Born with respiratory distress; having a difficult time to settle or sleep; spending the first five months of his life in hospital, life with Eric was certainly a challenge. In home support was offered to us however, we believed that our child was our responsibility and that no matter what, “we could do it.”
Some people might call it “denial”, whereas I like to say, it was “hope”. We were told by one of the country’s best physicians that, “he had a rough start” and that things would get better.
Well, things didn’t get better. After 6 months of sleepless nights, constant crying, and two choking scares, continuous worry and non-stop stress, we finally realized that we couldn’t do it alone.
I contacted the local infant and family program and scheduled the first home visit. At first it was weird having someone come into our home, however just having someone else to talk to about our situation, provided some relief. Along with this service, there was an organization that delivered physiotherapy, occupational therapy and a program for communication. A different agency offered respite. The local office for the provincial government provided funding for in-home support and financial assistance for children with severe disabilities. There were numerous appointments each week, including frequent visits to the doctor, hearing tests, special equipment fittings and so much more.
We certainly appreciated all of the support that we could get. There were so many good people in our lives who were trying to support us through a very difficult situation.
While all of the services were helpful, it didn’t take long to recognize inconsistencies in how the support was delivered. Some of the people in our lives were empathetic and caring, while others were emotionless and negative.

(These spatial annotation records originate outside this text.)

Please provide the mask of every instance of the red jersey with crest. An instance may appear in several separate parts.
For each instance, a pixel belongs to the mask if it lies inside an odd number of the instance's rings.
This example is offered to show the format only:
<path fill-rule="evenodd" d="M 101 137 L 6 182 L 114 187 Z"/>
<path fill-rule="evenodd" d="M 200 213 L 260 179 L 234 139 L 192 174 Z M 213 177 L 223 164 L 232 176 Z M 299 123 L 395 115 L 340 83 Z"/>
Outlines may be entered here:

There were professionals who were very knowledgeable about children with complex disabilities, and others seemed to have very little understanding. There were the people who were willing to advocate for more support and others operated as “gate keepers” of funding and didn’t seem to care about how our circumstances were affecting our family life.

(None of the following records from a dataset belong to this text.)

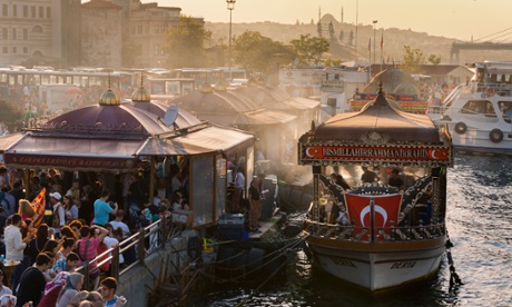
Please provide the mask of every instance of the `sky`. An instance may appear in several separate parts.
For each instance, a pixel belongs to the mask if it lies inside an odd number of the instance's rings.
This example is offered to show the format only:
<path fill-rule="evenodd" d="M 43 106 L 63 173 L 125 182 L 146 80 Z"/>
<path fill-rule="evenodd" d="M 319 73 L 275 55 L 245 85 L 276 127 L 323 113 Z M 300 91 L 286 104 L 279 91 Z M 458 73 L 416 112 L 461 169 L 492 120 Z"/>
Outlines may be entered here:
<path fill-rule="evenodd" d="M 225 0 L 141 1 L 181 8 L 184 14 L 205 21 L 229 22 Z M 464 41 L 496 38 L 494 42 L 512 42 L 512 0 L 236 0 L 232 18 L 235 23 L 308 23 L 312 19 L 318 21 L 321 10 L 339 21 L 342 8 L 347 23 L 355 24 L 356 18 L 360 24 L 377 20 L 377 29 L 411 29 Z"/>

Once Eric was in elementary school, the same inconsistencies applied to principals, teachers, and educational assistants. Some went above and beyond, while others worked to fulfill the minimum requirements of their job.
I realized that there were two sides to every story. I wanted to ensure that my side was understood and I wanted to understand the perspective of professionals. I asked a lot of questions, and I shared a lot of information. No matter how diligent the professional, it seemed like the service “system” was the priority, rather than the children and families.

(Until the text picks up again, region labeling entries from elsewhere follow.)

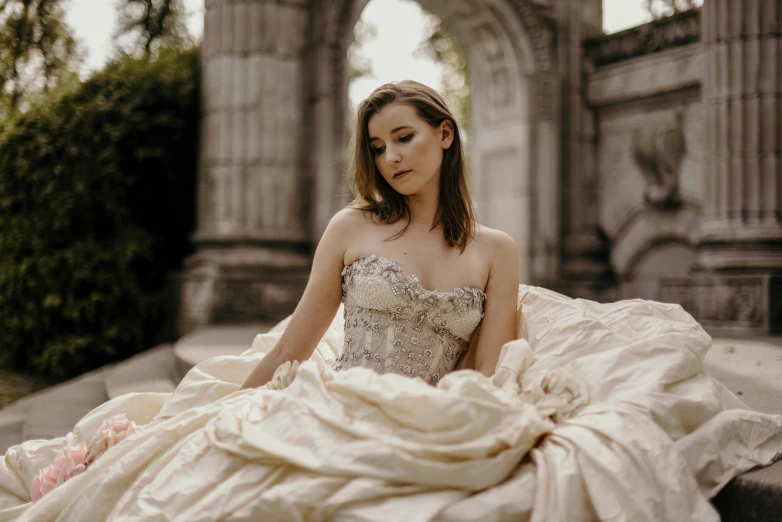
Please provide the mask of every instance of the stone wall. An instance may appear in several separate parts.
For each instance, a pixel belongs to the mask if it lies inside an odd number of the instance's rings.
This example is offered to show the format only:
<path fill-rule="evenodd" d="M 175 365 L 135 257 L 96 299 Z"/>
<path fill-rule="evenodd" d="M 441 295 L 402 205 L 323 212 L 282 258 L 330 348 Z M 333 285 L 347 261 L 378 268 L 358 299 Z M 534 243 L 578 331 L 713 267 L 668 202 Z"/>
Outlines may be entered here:
<path fill-rule="evenodd" d="M 782 5 L 706 2 L 585 42 L 615 298 L 782 331 Z"/>
<path fill-rule="evenodd" d="M 703 212 L 702 56 L 697 11 L 586 42 L 597 126 L 598 225 L 611 298 L 660 298 L 686 277 Z"/>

It didn’t take long for me to become involved as a parent representative in children’s services planning committees. It was an opportunity to represent the voice of families. I believed that this was important for after all, it was the children and families that the “system” was supposed to be working for. I quickly learned that while they may have been hearing the family perspective, it didn’t appear that they were really listening. There was some movement toward more family centeredness, yet significant changes, the kind of changes that families were looking for, weren’t happening.
What did I do? I co-founded an organization that employed parents as leaders, working alongside organizations and professionals. We truly believed that it was the knowledge and experience of families along with the expertise and skill of professionals that would provide the most positive outcomes for children and families.
Asking parents, professionals and people started our work. We wanted them to tell us what would make their life better. As a result, any of the work that we did, was based on what people said was important.
Our goal was to work in partnership with the support community and strengthen a working relationship. The next step was to share our findings with professionals, school boards and support organizations, so that we could find a common ground that would give us a starting point to respond to what people had told us. People wanted greater community inclusion. They wanted support staff that listened and who truly worked for each individual and family; professionals who were empathetic and truly understood the reality of the family experience.
In response, our work evolved into conducting staff training, writing a book and developing toolkits. We were consulted on policy development and new legislation. We lead projects with local school boards and various other agencies and groups.
The main point was that our work placed parents as equal partners in the role of making decisions. Today, this is formally called family engagement.
We had the on-going support of one of our local organizations and there were many other ingredients that contributed to the success of our work.
Here is a recipe for success…
Parents and professionals who believe in partnership
A genuine willingness to work together
Authentic actions that respond to people, rather than to systems
Common objectives and unselfish goals
People in the right places, who will help along the way
Trust and trustworthy leadership
Put all ingredients together, have a champion lead the way, and you will see the results.